The crucial importance of plasma density
Tadas Pyragius, physicist at Tokamak Energy, stresses that understanding and controlling plasma density is essential to the success of nuclear fusion. A laser beam passes through the plasma to measure this density, providing key information for maintaining fusion conditions. This technique not only ensures the stability of the process, but also its long-term economic viability. Innovations in laser diagnostics pave the way for optimized fusion management.
Combining technologies for a successful merger
To complement its interferometer system, last year Tokamak Energy integrated a Thomson diffusion laser diagnostic system on its ST40 tokamak.

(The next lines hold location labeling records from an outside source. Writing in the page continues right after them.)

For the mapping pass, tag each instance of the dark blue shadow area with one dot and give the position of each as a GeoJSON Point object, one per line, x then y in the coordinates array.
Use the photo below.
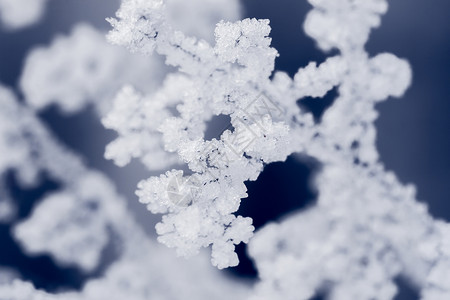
{"type": "Point", "coordinates": [59, 19]}
{"type": "Point", "coordinates": [405, 290]}
{"type": "Point", "coordinates": [282, 188]}
{"type": "Point", "coordinates": [76, 132]}
{"type": "Point", "coordinates": [41, 270]}
{"type": "Point", "coordinates": [286, 19]}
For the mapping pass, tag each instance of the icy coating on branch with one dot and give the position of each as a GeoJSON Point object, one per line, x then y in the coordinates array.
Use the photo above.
{"type": "Point", "coordinates": [75, 223]}
{"type": "Point", "coordinates": [358, 238]}
{"type": "Point", "coordinates": [83, 68]}
{"type": "Point", "coordinates": [16, 14]}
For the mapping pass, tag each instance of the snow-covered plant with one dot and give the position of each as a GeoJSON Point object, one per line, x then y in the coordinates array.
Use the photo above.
{"type": "Point", "coordinates": [15, 14]}
{"type": "Point", "coordinates": [233, 78]}
{"type": "Point", "coordinates": [365, 230]}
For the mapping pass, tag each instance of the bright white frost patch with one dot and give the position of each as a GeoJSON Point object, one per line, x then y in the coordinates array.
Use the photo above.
{"type": "Point", "coordinates": [15, 14]}
{"type": "Point", "coordinates": [361, 225]}
{"type": "Point", "coordinates": [83, 68]}
{"type": "Point", "coordinates": [77, 232]}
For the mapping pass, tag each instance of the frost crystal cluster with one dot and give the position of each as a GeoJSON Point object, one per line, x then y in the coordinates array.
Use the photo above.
{"type": "Point", "coordinates": [365, 230]}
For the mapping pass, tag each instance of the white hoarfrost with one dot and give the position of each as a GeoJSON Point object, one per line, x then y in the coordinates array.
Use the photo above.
{"type": "Point", "coordinates": [361, 225]}
{"type": "Point", "coordinates": [16, 14]}
{"type": "Point", "coordinates": [83, 68]}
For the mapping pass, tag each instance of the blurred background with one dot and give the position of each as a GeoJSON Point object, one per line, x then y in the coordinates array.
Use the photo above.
{"type": "Point", "coordinates": [413, 132]}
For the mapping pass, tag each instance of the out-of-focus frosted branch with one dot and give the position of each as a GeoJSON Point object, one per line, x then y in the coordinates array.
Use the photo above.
{"type": "Point", "coordinates": [16, 14]}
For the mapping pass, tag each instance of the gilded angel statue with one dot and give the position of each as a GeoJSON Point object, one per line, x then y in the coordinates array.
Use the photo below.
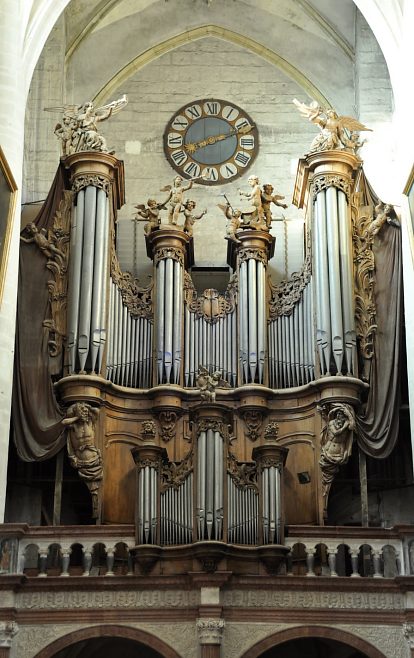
{"type": "Point", "coordinates": [336, 131]}
{"type": "Point", "coordinates": [79, 130]}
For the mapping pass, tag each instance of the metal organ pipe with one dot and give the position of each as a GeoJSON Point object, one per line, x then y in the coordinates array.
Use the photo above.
{"type": "Point", "coordinates": [346, 266]}
{"type": "Point", "coordinates": [209, 502]}
{"type": "Point", "coordinates": [290, 339]}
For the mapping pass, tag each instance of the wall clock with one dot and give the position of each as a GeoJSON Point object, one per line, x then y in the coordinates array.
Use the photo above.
{"type": "Point", "coordinates": [213, 140]}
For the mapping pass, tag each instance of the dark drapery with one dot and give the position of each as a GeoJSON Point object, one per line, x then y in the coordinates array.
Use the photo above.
{"type": "Point", "coordinates": [36, 414]}
{"type": "Point", "coordinates": [378, 423]}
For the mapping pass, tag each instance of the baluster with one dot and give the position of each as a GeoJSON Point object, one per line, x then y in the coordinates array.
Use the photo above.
{"type": "Point", "coordinates": [66, 553]}
{"type": "Point", "coordinates": [376, 555]}
{"type": "Point", "coordinates": [42, 563]}
{"type": "Point", "coordinates": [310, 560]}
{"type": "Point", "coordinates": [332, 552]}
{"type": "Point", "coordinates": [110, 557]}
{"type": "Point", "coordinates": [354, 561]}
{"type": "Point", "coordinates": [87, 561]}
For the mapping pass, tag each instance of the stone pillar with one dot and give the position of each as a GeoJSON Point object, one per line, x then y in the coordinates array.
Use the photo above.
{"type": "Point", "coordinates": [12, 111]}
{"type": "Point", "coordinates": [210, 633]}
{"type": "Point", "coordinates": [8, 629]}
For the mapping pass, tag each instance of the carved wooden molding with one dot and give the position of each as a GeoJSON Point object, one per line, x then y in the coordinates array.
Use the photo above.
{"type": "Point", "coordinates": [138, 299]}
{"type": "Point", "coordinates": [287, 294]}
{"type": "Point", "coordinates": [248, 253]}
{"type": "Point", "coordinates": [211, 305]}
{"type": "Point", "coordinates": [173, 475]}
{"type": "Point", "coordinates": [322, 182]}
{"type": "Point", "coordinates": [79, 182]}
{"type": "Point", "coordinates": [365, 309]}
{"type": "Point", "coordinates": [253, 419]}
{"type": "Point", "coordinates": [169, 252]}
{"type": "Point", "coordinates": [167, 420]}
{"type": "Point", "coordinates": [244, 475]}
{"type": "Point", "coordinates": [54, 244]}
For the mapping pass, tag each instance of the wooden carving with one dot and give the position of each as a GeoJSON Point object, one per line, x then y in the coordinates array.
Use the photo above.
{"type": "Point", "coordinates": [83, 454]}
{"type": "Point", "coordinates": [54, 244]}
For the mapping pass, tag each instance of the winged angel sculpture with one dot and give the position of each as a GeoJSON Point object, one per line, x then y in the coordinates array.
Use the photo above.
{"type": "Point", "coordinates": [79, 130]}
{"type": "Point", "coordinates": [336, 132]}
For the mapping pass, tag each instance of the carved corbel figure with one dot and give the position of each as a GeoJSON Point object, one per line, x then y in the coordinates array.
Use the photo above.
{"type": "Point", "coordinates": [254, 216]}
{"type": "Point", "coordinates": [268, 198]}
{"type": "Point", "coordinates": [190, 218]}
{"type": "Point", "coordinates": [83, 454]}
{"type": "Point", "coordinates": [207, 384]}
{"type": "Point", "coordinates": [336, 443]}
{"type": "Point", "coordinates": [336, 132]}
{"type": "Point", "coordinates": [79, 131]}
{"type": "Point", "coordinates": [150, 213]}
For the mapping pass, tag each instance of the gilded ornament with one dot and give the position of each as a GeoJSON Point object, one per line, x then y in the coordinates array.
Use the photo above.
{"type": "Point", "coordinates": [336, 132]}
{"type": "Point", "coordinates": [287, 294]}
{"type": "Point", "coordinates": [54, 245]}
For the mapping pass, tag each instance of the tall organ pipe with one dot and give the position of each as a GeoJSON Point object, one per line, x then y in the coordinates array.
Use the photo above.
{"type": "Point", "coordinates": [75, 266]}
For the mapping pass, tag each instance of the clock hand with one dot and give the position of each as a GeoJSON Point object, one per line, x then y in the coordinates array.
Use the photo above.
{"type": "Point", "coordinates": [212, 139]}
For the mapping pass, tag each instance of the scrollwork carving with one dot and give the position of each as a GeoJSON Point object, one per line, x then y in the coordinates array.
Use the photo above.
{"type": "Point", "coordinates": [210, 631]}
{"type": "Point", "coordinates": [83, 454]}
{"type": "Point", "coordinates": [169, 252]}
{"type": "Point", "coordinates": [248, 253]}
{"type": "Point", "coordinates": [215, 424]}
{"type": "Point", "coordinates": [253, 419]}
{"type": "Point", "coordinates": [84, 180]}
{"type": "Point", "coordinates": [271, 431]}
{"type": "Point", "coordinates": [286, 294]}
{"type": "Point", "coordinates": [167, 420]}
{"type": "Point", "coordinates": [138, 299]}
{"type": "Point", "coordinates": [244, 475]}
{"type": "Point", "coordinates": [365, 228]}
{"type": "Point", "coordinates": [54, 244]}
{"type": "Point", "coordinates": [324, 181]}
{"type": "Point", "coordinates": [173, 475]}
{"type": "Point", "coordinates": [210, 305]}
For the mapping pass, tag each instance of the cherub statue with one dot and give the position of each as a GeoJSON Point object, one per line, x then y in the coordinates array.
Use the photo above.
{"type": "Point", "coordinates": [190, 218]}
{"type": "Point", "coordinates": [234, 220]}
{"type": "Point", "coordinates": [78, 130]}
{"type": "Point", "coordinates": [150, 213]}
{"type": "Point", "coordinates": [207, 384]}
{"type": "Point", "coordinates": [175, 198]}
{"type": "Point", "coordinates": [336, 131]}
{"type": "Point", "coordinates": [255, 198]}
{"type": "Point", "coordinates": [43, 242]}
{"type": "Point", "coordinates": [336, 443]}
{"type": "Point", "coordinates": [268, 198]}
{"type": "Point", "coordinates": [383, 212]}
{"type": "Point", "coordinates": [83, 454]}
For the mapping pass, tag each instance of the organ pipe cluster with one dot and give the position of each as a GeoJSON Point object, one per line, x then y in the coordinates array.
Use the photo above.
{"type": "Point", "coordinates": [88, 276]}
{"type": "Point", "coordinates": [335, 317]}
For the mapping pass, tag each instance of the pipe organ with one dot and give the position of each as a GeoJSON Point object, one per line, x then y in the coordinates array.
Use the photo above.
{"type": "Point", "coordinates": [211, 458]}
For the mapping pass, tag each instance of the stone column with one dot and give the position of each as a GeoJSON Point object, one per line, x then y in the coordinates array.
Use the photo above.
{"type": "Point", "coordinates": [8, 629]}
{"type": "Point", "coordinates": [12, 111]}
{"type": "Point", "coordinates": [210, 632]}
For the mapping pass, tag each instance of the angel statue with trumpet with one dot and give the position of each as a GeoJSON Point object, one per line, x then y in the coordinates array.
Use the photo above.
{"type": "Point", "coordinates": [336, 132]}
{"type": "Point", "coordinates": [79, 131]}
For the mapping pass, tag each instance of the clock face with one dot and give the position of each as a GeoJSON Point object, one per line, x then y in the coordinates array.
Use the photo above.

This device provides detailed readings of plasma temperature and density at specific locations, complementing the average density measurements offered by the new interferometer. The combination of these technologies significantly increases the precision of plasma control, a further step towards commercial nuclear fusion. These technological advances are crucial to the future development of fusion power plants.

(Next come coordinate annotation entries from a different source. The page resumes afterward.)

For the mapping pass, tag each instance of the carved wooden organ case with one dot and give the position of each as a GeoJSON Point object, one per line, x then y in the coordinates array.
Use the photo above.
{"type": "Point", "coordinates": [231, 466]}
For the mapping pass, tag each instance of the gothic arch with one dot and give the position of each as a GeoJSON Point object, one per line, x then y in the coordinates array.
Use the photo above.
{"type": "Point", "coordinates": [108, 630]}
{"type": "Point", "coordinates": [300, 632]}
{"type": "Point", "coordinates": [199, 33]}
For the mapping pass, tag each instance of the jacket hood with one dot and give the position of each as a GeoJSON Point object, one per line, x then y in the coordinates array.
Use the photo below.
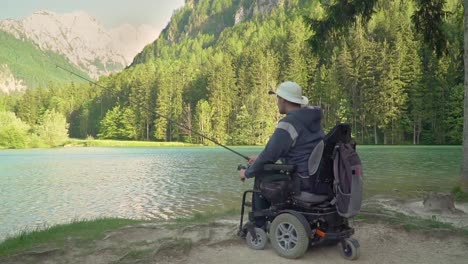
{"type": "Point", "coordinates": [309, 116]}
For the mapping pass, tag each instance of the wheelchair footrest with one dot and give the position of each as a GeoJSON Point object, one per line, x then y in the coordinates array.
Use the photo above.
{"type": "Point", "coordinates": [335, 235]}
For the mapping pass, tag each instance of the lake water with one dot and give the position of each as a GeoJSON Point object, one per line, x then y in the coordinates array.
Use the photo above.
{"type": "Point", "coordinates": [49, 186]}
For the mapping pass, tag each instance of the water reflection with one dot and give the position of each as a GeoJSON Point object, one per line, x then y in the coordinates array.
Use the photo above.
{"type": "Point", "coordinates": [39, 187]}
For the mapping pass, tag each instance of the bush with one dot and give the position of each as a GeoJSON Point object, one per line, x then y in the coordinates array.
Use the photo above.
{"type": "Point", "coordinates": [53, 128]}
{"type": "Point", "coordinates": [13, 132]}
{"type": "Point", "coordinates": [459, 194]}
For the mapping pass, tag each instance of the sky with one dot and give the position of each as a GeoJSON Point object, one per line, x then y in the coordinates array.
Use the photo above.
{"type": "Point", "coordinates": [111, 13]}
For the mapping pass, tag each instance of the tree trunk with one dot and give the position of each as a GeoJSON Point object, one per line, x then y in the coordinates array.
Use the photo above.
{"type": "Point", "coordinates": [376, 140]}
{"type": "Point", "coordinates": [464, 176]}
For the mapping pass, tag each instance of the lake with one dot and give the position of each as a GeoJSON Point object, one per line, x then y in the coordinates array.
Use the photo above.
{"type": "Point", "coordinates": [42, 187]}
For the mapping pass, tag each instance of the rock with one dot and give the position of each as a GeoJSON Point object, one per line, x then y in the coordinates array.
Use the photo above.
{"type": "Point", "coordinates": [439, 202]}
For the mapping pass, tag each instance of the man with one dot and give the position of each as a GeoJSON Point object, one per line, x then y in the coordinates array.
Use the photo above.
{"type": "Point", "coordinates": [292, 142]}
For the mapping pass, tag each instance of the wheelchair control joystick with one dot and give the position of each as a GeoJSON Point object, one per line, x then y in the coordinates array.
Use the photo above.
{"type": "Point", "coordinates": [242, 167]}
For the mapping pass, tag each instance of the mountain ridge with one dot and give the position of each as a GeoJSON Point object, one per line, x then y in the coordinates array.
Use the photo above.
{"type": "Point", "coordinates": [78, 37]}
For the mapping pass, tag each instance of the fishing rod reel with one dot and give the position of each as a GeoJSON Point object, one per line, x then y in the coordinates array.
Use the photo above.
{"type": "Point", "coordinates": [242, 167]}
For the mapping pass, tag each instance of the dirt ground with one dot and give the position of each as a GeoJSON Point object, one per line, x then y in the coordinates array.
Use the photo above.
{"type": "Point", "coordinates": [218, 243]}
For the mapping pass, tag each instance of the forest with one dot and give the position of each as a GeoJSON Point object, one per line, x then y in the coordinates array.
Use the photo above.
{"type": "Point", "coordinates": [213, 64]}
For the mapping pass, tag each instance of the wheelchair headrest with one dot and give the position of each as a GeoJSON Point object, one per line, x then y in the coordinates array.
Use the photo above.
{"type": "Point", "coordinates": [340, 133]}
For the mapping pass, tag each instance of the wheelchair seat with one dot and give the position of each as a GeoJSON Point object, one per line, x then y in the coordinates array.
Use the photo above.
{"type": "Point", "coordinates": [311, 198]}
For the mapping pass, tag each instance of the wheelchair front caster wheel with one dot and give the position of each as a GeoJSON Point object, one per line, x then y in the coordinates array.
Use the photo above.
{"type": "Point", "coordinates": [350, 249]}
{"type": "Point", "coordinates": [288, 236]}
{"type": "Point", "coordinates": [259, 242]}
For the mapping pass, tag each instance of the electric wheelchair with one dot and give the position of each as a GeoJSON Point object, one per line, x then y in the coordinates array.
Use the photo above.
{"type": "Point", "coordinates": [295, 219]}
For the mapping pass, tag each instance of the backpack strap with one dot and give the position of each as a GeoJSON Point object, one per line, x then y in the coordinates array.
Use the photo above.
{"type": "Point", "coordinates": [336, 167]}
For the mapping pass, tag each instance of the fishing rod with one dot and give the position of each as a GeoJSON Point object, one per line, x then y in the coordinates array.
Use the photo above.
{"type": "Point", "coordinates": [163, 116]}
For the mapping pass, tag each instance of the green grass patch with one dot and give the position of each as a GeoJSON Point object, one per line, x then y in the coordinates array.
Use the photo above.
{"type": "Point", "coordinates": [84, 230]}
{"type": "Point", "coordinates": [409, 223]}
{"type": "Point", "coordinates": [123, 143]}
{"type": "Point", "coordinates": [459, 194]}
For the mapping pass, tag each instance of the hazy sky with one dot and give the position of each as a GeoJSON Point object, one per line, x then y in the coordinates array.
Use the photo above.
{"type": "Point", "coordinates": [109, 12]}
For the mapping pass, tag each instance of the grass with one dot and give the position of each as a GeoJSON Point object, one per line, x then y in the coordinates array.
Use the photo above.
{"type": "Point", "coordinates": [459, 194]}
{"type": "Point", "coordinates": [409, 223]}
{"type": "Point", "coordinates": [89, 230]}
{"type": "Point", "coordinates": [122, 143]}
{"type": "Point", "coordinates": [85, 230]}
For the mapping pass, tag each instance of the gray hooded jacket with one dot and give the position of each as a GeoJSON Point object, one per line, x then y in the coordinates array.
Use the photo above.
{"type": "Point", "coordinates": [295, 136]}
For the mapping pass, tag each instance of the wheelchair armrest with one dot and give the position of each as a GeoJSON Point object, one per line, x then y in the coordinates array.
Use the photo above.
{"type": "Point", "coordinates": [279, 167]}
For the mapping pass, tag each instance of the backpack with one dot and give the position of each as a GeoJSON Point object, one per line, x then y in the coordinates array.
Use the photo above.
{"type": "Point", "coordinates": [347, 184]}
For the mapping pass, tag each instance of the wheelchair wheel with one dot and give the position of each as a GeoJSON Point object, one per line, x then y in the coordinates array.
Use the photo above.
{"type": "Point", "coordinates": [288, 236]}
{"type": "Point", "coordinates": [350, 249]}
{"type": "Point", "coordinates": [260, 242]}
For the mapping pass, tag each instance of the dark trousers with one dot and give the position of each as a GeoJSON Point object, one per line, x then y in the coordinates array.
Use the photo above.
{"type": "Point", "coordinates": [259, 203]}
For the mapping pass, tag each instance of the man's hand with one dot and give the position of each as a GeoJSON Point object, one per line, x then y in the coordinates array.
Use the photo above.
{"type": "Point", "coordinates": [242, 174]}
{"type": "Point", "coordinates": [252, 159]}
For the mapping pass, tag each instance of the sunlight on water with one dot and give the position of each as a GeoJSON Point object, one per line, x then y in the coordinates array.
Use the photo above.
{"type": "Point", "coordinates": [45, 187]}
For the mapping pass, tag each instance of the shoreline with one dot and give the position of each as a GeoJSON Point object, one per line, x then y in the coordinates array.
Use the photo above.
{"type": "Point", "coordinates": [200, 239]}
{"type": "Point", "coordinates": [88, 231]}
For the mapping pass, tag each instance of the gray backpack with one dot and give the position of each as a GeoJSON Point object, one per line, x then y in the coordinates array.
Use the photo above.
{"type": "Point", "coordinates": [348, 184]}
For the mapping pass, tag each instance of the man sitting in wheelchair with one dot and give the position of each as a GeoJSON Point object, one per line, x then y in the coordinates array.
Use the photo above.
{"type": "Point", "coordinates": [296, 202]}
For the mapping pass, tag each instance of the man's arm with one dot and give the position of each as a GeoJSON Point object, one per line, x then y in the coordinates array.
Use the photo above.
{"type": "Point", "coordinates": [278, 146]}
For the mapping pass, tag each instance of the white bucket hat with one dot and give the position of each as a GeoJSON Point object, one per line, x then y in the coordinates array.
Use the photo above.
{"type": "Point", "coordinates": [292, 92]}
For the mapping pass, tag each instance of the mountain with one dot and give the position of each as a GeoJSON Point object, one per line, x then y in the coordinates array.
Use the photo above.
{"type": "Point", "coordinates": [23, 64]}
{"type": "Point", "coordinates": [79, 38]}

A vision for the future of fusion energy
Tokamak Energy’s aim is to demonstrate the full potential of high-temperature superconducting magnets with its ST80-HTS prototype, scheduled for 2026 at Culham. This pioneering project aims to inform the design of the ST-E1 pilot plant, which is expected to generate up to 200 MW of net electrical power in the early 2030s. The success of ST-E1 would mark a decisive step towards the deployment of 500 MW commercial fusion power plants in the 2030s. Nuclear fusion thus represents a potentially inexhaustible and clean source of energy for the future.

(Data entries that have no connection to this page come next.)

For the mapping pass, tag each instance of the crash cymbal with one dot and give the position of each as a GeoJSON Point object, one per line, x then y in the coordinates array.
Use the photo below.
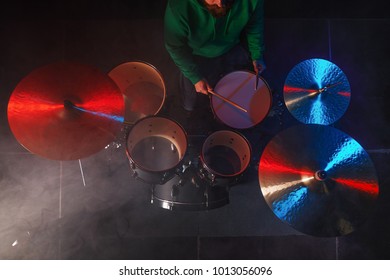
{"type": "Point", "coordinates": [316, 91]}
{"type": "Point", "coordinates": [143, 88]}
{"type": "Point", "coordinates": [318, 180]}
{"type": "Point", "coordinates": [65, 111]}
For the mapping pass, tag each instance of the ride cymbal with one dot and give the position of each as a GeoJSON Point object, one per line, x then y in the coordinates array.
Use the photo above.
{"type": "Point", "coordinates": [318, 180]}
{"type": "Point", "coordinates": [65, 111]}
{"type": "Point", "coordinates": [316, 91]}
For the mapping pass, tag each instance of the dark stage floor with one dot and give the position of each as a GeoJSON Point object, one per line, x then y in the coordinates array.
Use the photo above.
{"type": "Point", "coordinates": [46, 212]}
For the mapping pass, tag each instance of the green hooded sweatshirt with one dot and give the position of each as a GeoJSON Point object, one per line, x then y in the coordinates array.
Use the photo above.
{"type": "Point", "coordinates": [190, 30]}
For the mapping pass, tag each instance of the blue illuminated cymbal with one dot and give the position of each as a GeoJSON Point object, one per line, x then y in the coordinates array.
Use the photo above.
{"type": "Point", "coordinates": [318, 180]}
{"type": "Point", "coordinates": [316, 91]}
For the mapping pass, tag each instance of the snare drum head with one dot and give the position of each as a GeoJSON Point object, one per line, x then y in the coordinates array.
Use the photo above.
{"type": "Point", "coordinates": [239, 87]}
{"type": "Point", "coordinates": [156, 144]}
{"type": "Point", "coordinates": [143, 88]}
{"type": "Point", "coordinates": [226, 153]}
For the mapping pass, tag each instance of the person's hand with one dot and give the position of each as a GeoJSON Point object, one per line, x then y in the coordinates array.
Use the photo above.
{"type": "Point", "coordinates": [203, 87]}
{"type": "Point", "coordinates": [259, 66]}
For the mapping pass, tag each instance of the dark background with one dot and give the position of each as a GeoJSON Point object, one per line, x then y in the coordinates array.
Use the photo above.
{"type": "Point", "coordinates": [47, 210]}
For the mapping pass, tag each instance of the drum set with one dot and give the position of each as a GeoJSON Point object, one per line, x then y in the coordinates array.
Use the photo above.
{"type": "Point", "coordinates": [68, 111]}
{"type": "Point", "coordinates": [74, 111]}
{"type": "Point", "coordinates": [157, 146]}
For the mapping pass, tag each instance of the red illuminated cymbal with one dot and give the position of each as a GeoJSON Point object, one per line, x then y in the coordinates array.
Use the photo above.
{"type": "Point", "coordinates": [65, 111]}
{"type": "Point", "coordinates": [318, 180]}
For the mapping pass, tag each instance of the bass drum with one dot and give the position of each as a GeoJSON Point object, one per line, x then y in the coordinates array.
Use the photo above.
{"type": "Point", "coordinates": [186, 192]}
{"type": "Point", "coordinates": [239, 87]}
{"type": "Point", "coordinates": [156, 147]}
{"type": "Point", "coordinates": [143, 89]}
{"type": "Point", "coordinates": [224, 158]}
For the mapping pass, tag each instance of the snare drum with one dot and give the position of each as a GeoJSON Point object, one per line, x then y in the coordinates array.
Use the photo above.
{"type": "Point", "coordinates": [185, 191]}
{"type": "Point", "coordinates": [224, 158]}
{"type": "Point", "coordinates": [155, 147]}
{"type": "Point", "coordinates": [239, 87]}
{"type": "Point", "coordinates": [143, 88]}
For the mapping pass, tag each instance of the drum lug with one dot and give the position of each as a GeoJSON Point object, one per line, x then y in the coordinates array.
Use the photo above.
{"type": "Point", "coordinates": [201, 173]}
{"type": "Point", "coordinates": [175, 191]}
{"type": "Point", "coordinates": [132, 165]}
{"type": "Point", "coordinates": [206, 195]}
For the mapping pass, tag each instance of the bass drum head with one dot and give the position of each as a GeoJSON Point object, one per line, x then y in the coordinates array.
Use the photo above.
{"type": "Point", "coordinates": [156, 144]}
{"type": "Point", "coordinates": [186, 192]}
{"type": "Point", "coordinates": [226, 154]}
{"type": "Point", "coordinates": [143, 89]}
{"type": "Point", "coordinates": [239, 87]}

Tokamak Energy’s ST40 device has already reached melting temperatures of 100 million degrees Celsius, a record for a compact spherical tokamak. These experiments, essential for the future specifications of the ST80-HTS and ST-E1 models, demonstrate Tokamak Energy’s ability to push back the boundaries of fusion technology. However, even if the advances made by Tokamak Energy bring humanity closer to a revolutionary energy source, the road to a commercially viable fusion power plant is fraught with technical and scientific challenges.